Anecdotally, when I discuss geology with peers it seems to be an area of study which is initially perceived as dry.  Rocks were something we collected as children because they looked pretty, but discussing what made them pretty held little interest.  Perhaps this reflects more on our social values, which appreciates the perfect princess cut diamond on the hand of a bride-to-be, and does not necessarily question how the diamond was mined. There is some recognition that the formation of certain crystals is rare and to be appreciated for its unique nature, but I found when writing out the information cards that the most interesting rocks were the ones which looked unassumingly simple.  For example, I recalled in elementary school appreciating pumice as the rock that floats. But upon further investigation I found that the formation of pumice requires a volcano which contains high viscosity lava.  Lava which cannot flow easily consequently erupts from the volcano and promptly cools so quickly it traps air bubbles inside it, creating pumice.  This struck me because often I do not appreciate how understanding something simple (such as the composition of lava) can provide explanation for something on a larger scale (such as the behavior of a volcano). 

Working with a geosciences faculty member to create the display also provided me an opportunity to network with the department.  Show casing interdepartmental work lays the ground work for future collaborations (hopefully) and I think is indicative of how the library is more than just a resource for the patrons.

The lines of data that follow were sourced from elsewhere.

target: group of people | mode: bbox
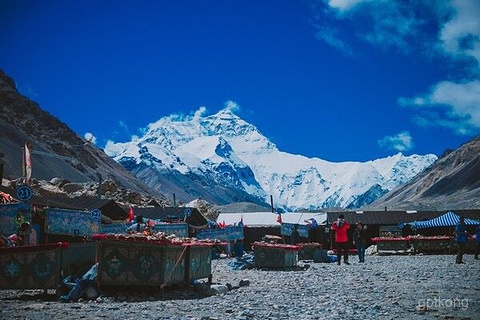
[455,217,480,264]
[331,214,480,264]
[331,214,367,265]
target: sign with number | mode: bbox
[92,209,102,221]
[17,186,33,201]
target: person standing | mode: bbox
[353,221,367,263]
[331,214,350,265]
[455,217,468,264]
[475,224,480,260]
[290,225,300,244]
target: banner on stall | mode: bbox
[102,222,135,234]
[197,226,243,241]
[282,223,308,238]
[0,203,32,237]
[45,209,102,236]
[152,223,188,238]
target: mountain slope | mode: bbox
[105,107,436,210]
[371,137,480,210]
[0,70,160,196]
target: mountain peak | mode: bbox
[214,106,240,119]
[106,101,436,210]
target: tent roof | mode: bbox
[408,211,480,229]
[217,212,327,227]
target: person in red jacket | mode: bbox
[331,214,350,264]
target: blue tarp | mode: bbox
[407,211,480,229]
[0,203,32,237]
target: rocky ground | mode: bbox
[0,255,480,320]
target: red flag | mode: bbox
[128,206,134,222]
[23,141,32,183]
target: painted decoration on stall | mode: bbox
[282,223,308,238]
[152,223,188,238]
[102,222,135,234]
[17,186,33,201]
[0,203,32,237]
[197,226,243,241]
[45,209,102,236]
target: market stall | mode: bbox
[253,242,300,269]
[371,237,410,253]
[410,235,453,253]
[93,233,216,288]
[406,211,480,253]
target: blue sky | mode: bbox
[0,0,480,161]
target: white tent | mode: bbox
[217,212,327,227]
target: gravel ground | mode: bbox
[0,255,480,320]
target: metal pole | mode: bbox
[97,173,102,199]
[270,195,275,213]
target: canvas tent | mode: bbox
[407,211,480,229]
[217,212,327,227]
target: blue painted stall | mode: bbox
[45,209,102,236]
[197,226,244,241]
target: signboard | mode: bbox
[45,209,102,236]
[92,209,102,221]
[152,223,188,238]
[102,222,134,234]
[378,226,402,237]
[17,186,33,201]
[0,203,32,237]
[102,222,188,238]
[281,223,308,238]
[197,226,243,241]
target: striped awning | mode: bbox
[408,211,480,229]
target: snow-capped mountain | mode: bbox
[105,106,437,210]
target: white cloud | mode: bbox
[225,100,241,112]
[328,0,369,11]
[193,107,207,122]
[83,132,97,144]
[118,120,128,131]
[377,131,415,152]
[398,80,480,134]
[315,26,353,56]
[439,0,480,72]
[103,140,115,150]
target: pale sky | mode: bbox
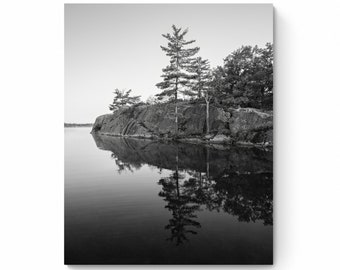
[65,4,273,123]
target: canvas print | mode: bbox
[64,4,273,265]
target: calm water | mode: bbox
[65,128,273,264]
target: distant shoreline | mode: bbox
[64,123,93,128]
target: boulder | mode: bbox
[92,102,273,145]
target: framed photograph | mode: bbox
[64,4,274,265]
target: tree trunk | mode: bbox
[205,99,210,135]
[175,78,178,136]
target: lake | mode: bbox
[64,127,273,264]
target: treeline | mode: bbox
[110,25,273,133]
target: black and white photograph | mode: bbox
[0,0,340,270]
[65,4,274,264]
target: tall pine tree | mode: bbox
[185,57,211,98]
[156,25,199,134]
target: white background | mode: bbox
[0,0,340,270]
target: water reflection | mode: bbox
[93,135,273,245]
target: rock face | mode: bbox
[92,103,273,145]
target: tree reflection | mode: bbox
[94,134,273,245]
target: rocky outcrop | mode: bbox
[92,102,273,145]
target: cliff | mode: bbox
[92,102,273,145]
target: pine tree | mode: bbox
[202,71,216,135]
[109,88,140,112]
[156,25,199,134]
[185,57,211,98]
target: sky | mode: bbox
[64,4,273,123]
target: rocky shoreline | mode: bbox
[91,102,273,147]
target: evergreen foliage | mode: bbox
[184,57,211,98]
[156,25,199,101]
[109,88,140,112]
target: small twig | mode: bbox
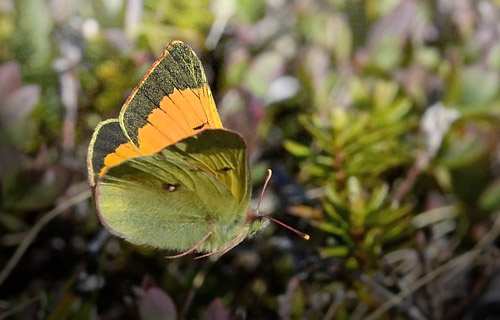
[0,190,91,286]
[365,214,500,320]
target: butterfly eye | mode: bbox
[162,183,180,192]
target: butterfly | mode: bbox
[87,40,306,257]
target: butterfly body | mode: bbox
[87,41,265,253]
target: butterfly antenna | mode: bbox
[194,232,248,260]
[257,169,273,214]
[257,169,310,240]
[165,231,214,259]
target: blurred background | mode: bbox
[0,0,500,320]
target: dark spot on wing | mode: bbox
[162,182,181,192]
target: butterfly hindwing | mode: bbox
[96,129,250,252]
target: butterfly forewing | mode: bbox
[96,129,250,252]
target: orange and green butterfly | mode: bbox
[87,41,307,257]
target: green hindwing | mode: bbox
[96,129,251,252]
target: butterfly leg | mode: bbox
[165,231,214,259]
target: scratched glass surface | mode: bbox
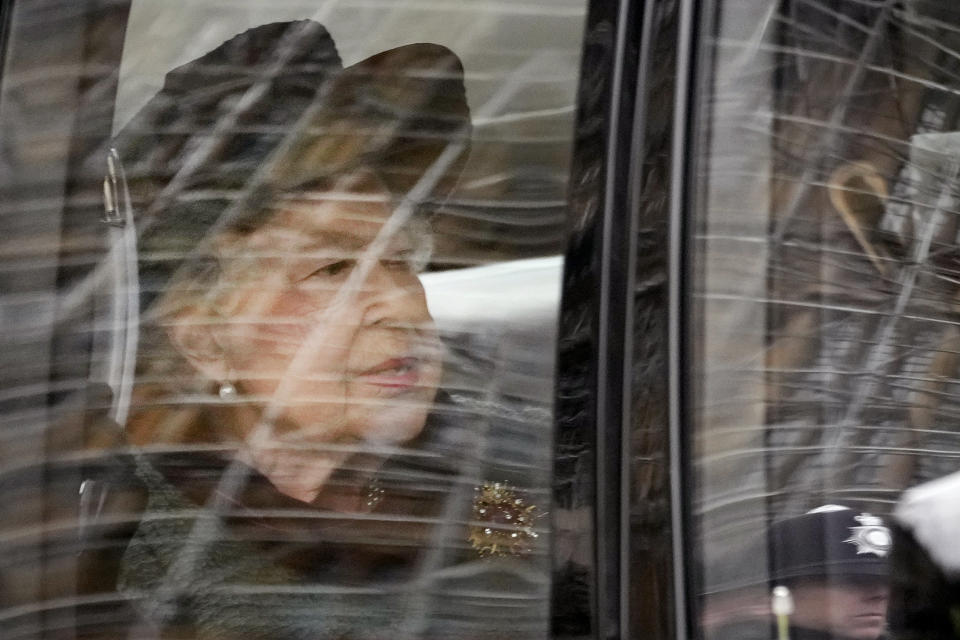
[690,0,960,640]
[0,0,586,640]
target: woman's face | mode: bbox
[196,173,441,444]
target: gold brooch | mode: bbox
[468,482,537,556]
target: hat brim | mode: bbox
[269,43,470,197]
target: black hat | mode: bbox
[73,20,470,309]
[770,505,892,582]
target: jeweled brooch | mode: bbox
[468,482,538,556]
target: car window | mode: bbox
[0,0,586,638]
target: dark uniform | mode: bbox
[705,505,892,640]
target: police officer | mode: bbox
[770,505,892,640]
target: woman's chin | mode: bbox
[355,403,429,445]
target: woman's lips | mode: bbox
[357,357,421,389]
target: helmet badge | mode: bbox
[844,513,893,558]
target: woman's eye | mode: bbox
[310,260,352,277]
[383,252,413,270]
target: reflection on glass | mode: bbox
[691,0,960,640]
[0,5,582,639]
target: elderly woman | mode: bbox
[56,21,542,639]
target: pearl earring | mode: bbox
[217,380,237,402]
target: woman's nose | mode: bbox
[364,262,429,325]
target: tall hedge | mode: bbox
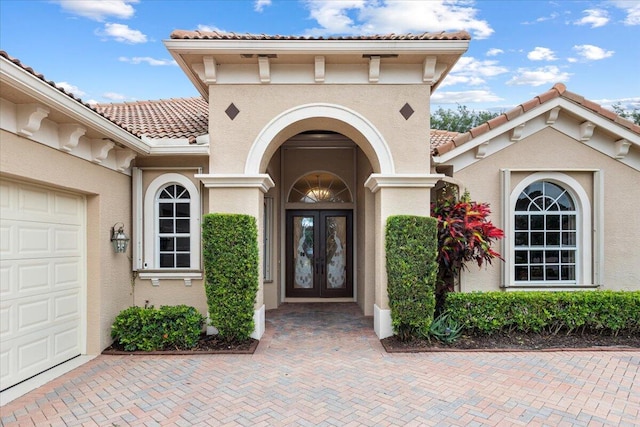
[385,215,438,340]
[202,214,259,341]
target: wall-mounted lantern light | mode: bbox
[111,222,129,254]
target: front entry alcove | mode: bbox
[264,131,374,315]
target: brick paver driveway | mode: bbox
[0,304,640,426]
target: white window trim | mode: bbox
[141,173,201,277]
[502,169,597,289]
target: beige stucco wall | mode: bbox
[0,131,133,354]
[454,127,640,291]
[209,85,429,173]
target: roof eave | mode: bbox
[0,57,149,154]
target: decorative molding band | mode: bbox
[364,173,445,193]
[369,56,380,83]
[509,122,527,142]
[547,107,562,125]
[258,55,271,83]
[580,121,596,142]
[91,139,116,163]
[58,123,87,153]
[194,173,275,193]
[614,138,631,159]
[315,56,326,83]
[116,148,137,172]
[16,104,51,137]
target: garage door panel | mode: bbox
[0,180,86,389]
[0,314,81,389]
[52,292,80,322]
[0,224,13,256]
[0,257,84,301]
[53,261,82,289]
[16,260,51,294]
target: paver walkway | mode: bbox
[0,304,640,426]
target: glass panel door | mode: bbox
[286,210,353,298]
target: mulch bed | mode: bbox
[380,333,640,353]
[102,334,260,356]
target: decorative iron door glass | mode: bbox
[286,210,353,297]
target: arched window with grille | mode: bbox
[156,184,191,268]
[514,181,578,284]
[505,172,594,288]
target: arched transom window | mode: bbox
[157,184,191,268]
[288,172,352,203]
[514,181,578,283]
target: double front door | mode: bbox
[286,210,353,298]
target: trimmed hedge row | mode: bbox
[385,215,438,340]
[111,305,204,351]
[202,214,260,341]
[446,291,640,335]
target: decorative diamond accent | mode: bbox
[400,102,414,120]
[224,102,240,120]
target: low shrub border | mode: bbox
[111,305,204,352]
[446,291,640,335]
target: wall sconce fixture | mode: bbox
[111,222,129,254]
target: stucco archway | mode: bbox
[244,103,395,175]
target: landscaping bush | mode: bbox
[386,215,438,340]
[202,214,260,341]
[111,305,204,351]
[446,291,640,335]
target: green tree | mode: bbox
[612,102,640,125]
[431,105,499,132]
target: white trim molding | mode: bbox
[140,173,201,270]
[501,169,603,289]
[244,103,395,175]
[195,173,275,193]
[364,173,445,193]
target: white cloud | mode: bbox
[527,46,558,61]
[56,82,86,98]
[102,92,127,101]
[96,23,147,44]
[575,9,609,28]
[612,0,640,25]
[507,66,571,86]
[573,44,615,61]
[431,90,504,104]
[305,0,494,39]
[441,56,509,87]
[118,56,178,67]
[253,0,271,12]
[58,0,138,21]
[523,12,560,25]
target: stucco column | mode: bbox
[364,174,444,339]
[195,174,274,339]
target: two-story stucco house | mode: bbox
[0,31,640,396]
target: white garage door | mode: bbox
[0,181,86,390]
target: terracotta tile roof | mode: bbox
[0,50,134,136]
[95,98,209,144]
[171,30,471,40]
[430,129,460,154]
[432,83,640,155]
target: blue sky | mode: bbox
[0,0,640,111]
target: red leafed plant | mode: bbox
[431,193,504,311]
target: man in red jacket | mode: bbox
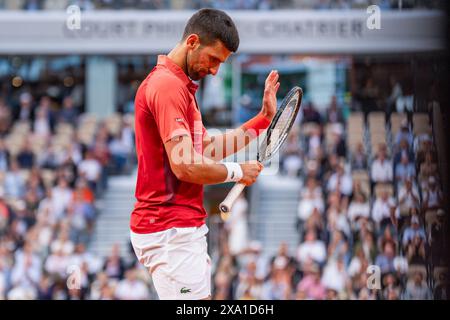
[130,9,279,299]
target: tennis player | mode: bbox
[130,9,280,300]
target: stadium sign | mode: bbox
[0,10,446,54]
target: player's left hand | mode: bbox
[261,70,280,120]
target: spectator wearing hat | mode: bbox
[381,272,400,300]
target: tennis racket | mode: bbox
[219,87,303,214]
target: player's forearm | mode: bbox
[204,126,255,161]
[177,163,228,184]
[171,150,228,184]
[204,113,270,161]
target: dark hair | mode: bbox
[182,9,239,52]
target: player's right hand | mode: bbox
[239,161,264,187]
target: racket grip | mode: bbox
[219,183,245,213]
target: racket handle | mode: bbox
[219,183,245,213]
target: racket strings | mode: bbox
[259,98,298,161]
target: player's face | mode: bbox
[187,37,231,80]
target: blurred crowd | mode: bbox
[0,86,141,299]
[214,90,449,300]
[0,0,445,11]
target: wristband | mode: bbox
[222,162,244,182]
[242,113,271,137]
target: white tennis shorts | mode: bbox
[130,224,211,300]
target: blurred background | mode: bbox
[0,0,450,300]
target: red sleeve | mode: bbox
[146,81,190,143]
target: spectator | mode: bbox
[33,106,51,138]
[51,178,73,221]
[327,96,344,124]
[402,215,426,247]
[329,123,347,158]
[327,163,353,196]
[419,152,438,184]
[262,257,292,300]
[372,190,399,230]
[394,119,414,148]
[103,244,125,279]
[405,234,426,265]
[13,92,34,122]
[398,179,419,222]
[405,271,432,300]
[297,230,327,265]
[78,151,102,192]
[303,101,322,124]
[371,145,393,183]
[423,176,443,212]
[375,241,395,274]
[297,263,326,300]
[0,138,11,172]
[115,269,150,300]
[4,160,25,199]
[352,143,367,170]
[395,155,416,183]
[347,192,370,225]
[297,178,325,226]
[17,141,35,169]
[430,209,448,266]
[10,243,41,290]
[394,139,414,166]
[59,96,78,124]
[322,259,349,298]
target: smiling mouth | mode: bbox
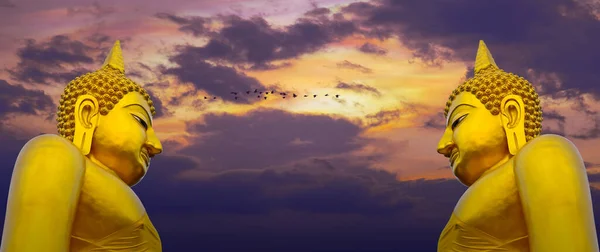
[450,151,458,166]
[142,151,150,167]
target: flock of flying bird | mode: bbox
[204,89,340,100]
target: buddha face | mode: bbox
[437,92,510,186]
[88,92,162,185]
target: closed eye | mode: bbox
[452,114,469,130]
[132,115,148,130]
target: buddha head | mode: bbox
[437,41,542,186]
[57,41,162,186]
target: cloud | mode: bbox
[0,0,16,8]
[157,10,358,69]
[7,35,95,85]
[342,0,600,96]
[160,46,266,103]
[365,109,402,127]
[179,109,365,171]
[0,79,55,118]
[67,1,117,18]
[146,89,172,118]
[358,42,387,55]
[135,155,465,251]
[423,112,446,130]
[154,12,211,37]
[335,82,381,96]
[337,60,373,74]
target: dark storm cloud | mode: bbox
[0,79,55,118]
[160,46,265,102]
[365,109,401,127]
[542,110,566,136]
[157,11,357,69]
[337,60,373,74]
[146,89,171,118]
[67,2,117,18]
[180,110,364,170]
[342,0,600,95]
[135,149,465,251]
[358,43,387,55]
[7,35,94,84]
[335,82,381,96]
[569,118,600,140]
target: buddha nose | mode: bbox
[145,129,163,157]
[437,132,454,157]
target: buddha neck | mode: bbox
[475,154,513,182]
[86,155,121,180]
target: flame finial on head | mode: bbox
[102,40,125,74]
[475,40,498,75]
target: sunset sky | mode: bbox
[0,0,600,251]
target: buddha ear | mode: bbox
[73,95,100,155]
[500,95,527,155]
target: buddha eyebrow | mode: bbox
[446,103,475,127]
[125,103,152,126]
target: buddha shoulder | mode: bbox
[515,134,585,175]
[15,134,85,172]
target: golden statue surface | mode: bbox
[437,41,598,252]
[0,41,162,252]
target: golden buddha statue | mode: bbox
[437,41,598,252]
[0,41,162,252]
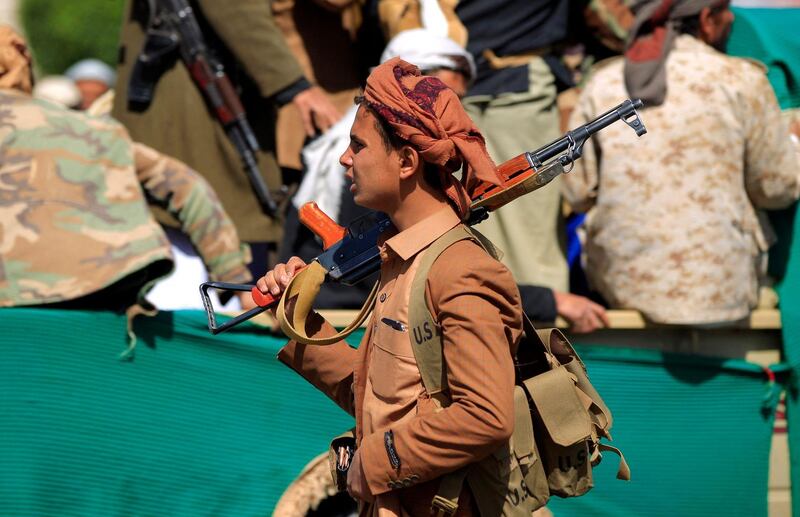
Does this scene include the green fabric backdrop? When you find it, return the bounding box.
[728,8,800,109]
[0,309,788,517]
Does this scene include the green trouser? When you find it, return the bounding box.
[463,57,569,291]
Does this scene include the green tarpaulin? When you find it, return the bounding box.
[720,8,800,109]
[0,309,788,517]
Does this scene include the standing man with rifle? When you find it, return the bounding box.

Library outreach is always important, but maybe even more so now as we are shifting into a digital age and becoming less of a physical presence in our patrons lives.  

In contrast to my academic display, my coworker who is the library liaison to the education department created a display which was much more colorful.  Dinosaurs were prominent.  Archaeology and the study of fossils is an area which could be considered a polar opposite of geology.  With the beloved study of fierce larger than life lizards and the prominent example of Indiana Jones, this is a field of science which is glorified. Upon closer inspection however, one realizes how little we can understand a culture or an organism when all we have are bones or an empty ruin. And that I suppose is the beauty of the human mind as it pieces together an understanding of the world around us. We speculate and imagine, and then test and examine. Occasionally we revolutionize our common understanding, but it is only possible through the various details of our lives adding up. It is a precarious balance and before I meander off into more philosophical thought I'll end with a quote from the display.

·         “Those who would question the present should investigate the past. Those who do not understand what is to come should look at what has gone before.” – The Guanzi (A collection of ancient Chinese writings dated 5th – 1st Century BC)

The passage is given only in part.